13  tuners

By default, models fit on confidential data do not use additional hyperparameter tuning. This section describes how users can specify hyperparameter tuning schemes for their models using cross-validation.

13.1 tuner specifications

Each element passed to tuner is a named list with three required elements:

  • v: the number of cross-validation folds.
  • grid: either a data.frame of tuning combinations or a positive integer of values to be created automatically. This value is passed to tune::tune_grid()
  • metric: a library(yardstick) metric function or metric_set used to select an optimal hyperparameter.

Here’s an example:

# example tuner named list
example_tuner <- list(
  v = 10, # 10-fold cross validation
  grid = 5, # 5 candidate hyperparameter values selected by library(yardstick)
  metric = yardstick::rmse # root-mean-square error 
)

When tuner objects are specified, the following steps occur:

  1. For each cross-validation fold (v) and element of the hyperparameter grid (grid), tidysynthesis fits a model and calculates the metric (metric).
  2. The metric results are averaged over cross-validation folds and the optimal model is selected.
  3. The optimal model is then used to generate samples.
Note

As of version 0.1.0, hyperparameter optimization in tidysynthesis exclusively occurs at the confidential model fitting stage. Optimal hyperparameters will depend on confidential data, which may increase disclosure risks. When fitting models that may be sensitive to specific hyperparameter settings, consider determining hyperparameters based on public datasets.

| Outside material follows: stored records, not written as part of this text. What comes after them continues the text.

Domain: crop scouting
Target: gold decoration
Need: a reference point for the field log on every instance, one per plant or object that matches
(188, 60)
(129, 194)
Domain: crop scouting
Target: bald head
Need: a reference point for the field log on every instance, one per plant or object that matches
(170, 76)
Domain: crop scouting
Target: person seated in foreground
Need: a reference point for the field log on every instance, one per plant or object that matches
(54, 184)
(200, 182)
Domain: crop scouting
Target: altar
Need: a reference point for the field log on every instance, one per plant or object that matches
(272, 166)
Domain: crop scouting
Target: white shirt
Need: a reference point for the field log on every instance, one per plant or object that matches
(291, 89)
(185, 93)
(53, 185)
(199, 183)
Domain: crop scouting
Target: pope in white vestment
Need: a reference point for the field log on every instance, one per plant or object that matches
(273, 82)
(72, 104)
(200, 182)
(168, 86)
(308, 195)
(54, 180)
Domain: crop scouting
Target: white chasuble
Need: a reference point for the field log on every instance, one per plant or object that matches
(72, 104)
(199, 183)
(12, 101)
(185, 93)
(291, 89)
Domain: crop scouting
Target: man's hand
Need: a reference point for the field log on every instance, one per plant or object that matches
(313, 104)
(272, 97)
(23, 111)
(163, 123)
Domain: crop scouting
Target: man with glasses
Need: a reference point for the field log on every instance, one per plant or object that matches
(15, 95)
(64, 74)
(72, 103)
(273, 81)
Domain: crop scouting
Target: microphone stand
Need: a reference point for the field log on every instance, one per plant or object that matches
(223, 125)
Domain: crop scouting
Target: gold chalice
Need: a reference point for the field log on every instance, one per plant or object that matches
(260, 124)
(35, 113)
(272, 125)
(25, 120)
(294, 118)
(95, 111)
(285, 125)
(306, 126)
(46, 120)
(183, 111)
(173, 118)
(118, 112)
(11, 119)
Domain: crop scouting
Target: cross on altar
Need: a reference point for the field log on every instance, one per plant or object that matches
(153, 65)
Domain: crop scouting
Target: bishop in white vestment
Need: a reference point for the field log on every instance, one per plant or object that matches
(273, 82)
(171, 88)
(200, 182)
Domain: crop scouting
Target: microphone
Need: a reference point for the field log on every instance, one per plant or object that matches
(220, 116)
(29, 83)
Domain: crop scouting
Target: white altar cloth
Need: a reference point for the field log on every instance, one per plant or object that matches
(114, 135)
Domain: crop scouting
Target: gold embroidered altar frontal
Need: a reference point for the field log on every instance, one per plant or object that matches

13.2 Using tuners with model specifications

tidymodels provides the infrastructure for hyperparameter tuning through the library(tune) package. To do so, we first specify a model where specific hyperparameters are replaced with tune() objects.

library(tidymodels)
library(tidysynthesis)

# specify a model with a tunable parameter
rpart_mod <- parsnip::decision_tree(cost_complexity = tune::tune()) %>%
  parsnip::set_engine(engine = "rpart") %>%
  parsnip::set_mode(mode = "regression")